Aside from their boards and lobbyists though, Delaware’s major hospital systems are also calling upon their employees and influential advisors to help oppose the shift.

“If passed, this proposal would have a significant negative impact on our ability to maintain existing operations and services as well as our commitment to expanding community access to critical services. The Delaware Healthcare Association (DHA) has taken a strong stance in opposition to this proposal, and we have been in active communications with the bill sponsors to share our concerns and the impact this measure would have on our current operations as well as investments and growth in Delaware – including health care services, jobs, and new construction,” ChristianaCare CEO Dr. Janice Nevin recently wrote in a message to the health system’s Council of Advisors, which includes more than 250 executives, educators, doctors, and more.

Brian Frazee, president and CEO of the DHA, which represents the interests of the state’s hospitals, said that they share the concerns about the rising cost of care, but they don’t believe that additional red tape will solve the issue.

“What we’ve seen in the hospital world over the last couple of years is that pharmaceutical costs, insurance costs, labor costs, and general inflation have driven those [cost] increases. We certainly have a role to play along with other stakeholders in terms of figuring out how we can control costs, but also how we can make sure that the health care delivery system is as strong as it can be here in Delaware,” he said, noting that the state’s nonprofit hospitals have continued to see annual budget deficits since the pandemic.

Frazee said that the DHA has been meeting with legislators in recent days and weeks to express their concerns and lobby for a more collaborative approach, but “this particular proposal is just simply a non-starter for us.”

A group representing hospitals and other providers announced its opposition to House Substitute 1 for House Bill 350.

The Delaware Healthcare Association described the bill as a “risky plan that would harm patient care and fail to control healthcare costs in Delaware.”

The bill would create the Diamond State Hospital Cost Review Board, which will be responsible for review and approval of annual hospital budgets

“Developing a serious plan to contain healthcare costs requires insurers, government, practitioners, labor, medical device, and pharmaceutical companies to work together,” said Brian Frazee, CEO of the Delaware Healthcare Association. “To single out only the frontline workers and institutions who are delivering high-quality health care every day – the hospitals, doctors and nurses – is an irresponsible approach to public policy.”

The association said the legislation copies the “failing Vermont approach, where 11 of fourteen hospitals operate in debt while having the nation’s fifth highest cost of care.
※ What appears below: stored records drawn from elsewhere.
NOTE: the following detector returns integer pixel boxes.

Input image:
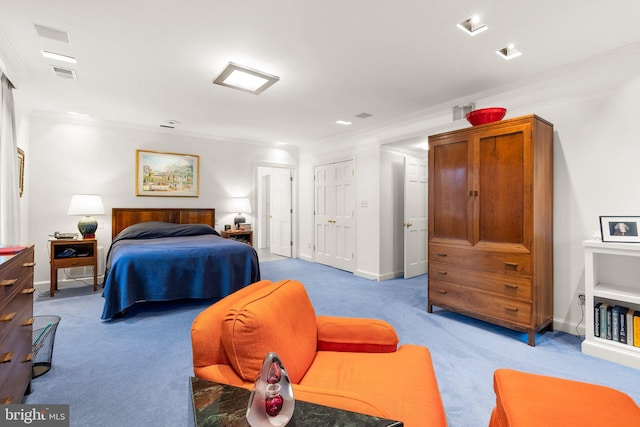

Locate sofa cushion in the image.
[489,369,640,427]
[317,316,398,353]
[222,280,317,384]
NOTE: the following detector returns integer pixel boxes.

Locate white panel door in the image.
[403,156,428,279]
[315,160,355,272]
[269,168,292,258]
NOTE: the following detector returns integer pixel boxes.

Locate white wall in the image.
[27,114,297,283]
Vermont’s quality of care has deteriorated over the years that this model has been in place. Delaware ranks third best in the nation for hospital quality whereas Vermont ranks 32nd, according to US News and World Report.”

“Our hospitals are an $8 billion economic engine delivering innovation and a high quality of life and care because decisions are made by community boards responding to community needs,” said Frazee. “If the decision-making of five political appointees is imposed upon hospitals and healthcare professionals, we risk meaningful harm to patients and communities.”

Frazee said that a recent poll conducted by the association showed that nearly 60% of likely 2024 Delaware voters believe that our healthcare delivery system would be worse if state government- instead of local hospitals and their community boards- controlled the budgets of the First State’s hospitals. Details of the poll were not a part of opposition announcement.

The Delaware Healthcare Association (DHA) was formed in 1967 and is a statewide trade and membership services organization that represents and serves hospitals, health systems, and related health care organizations.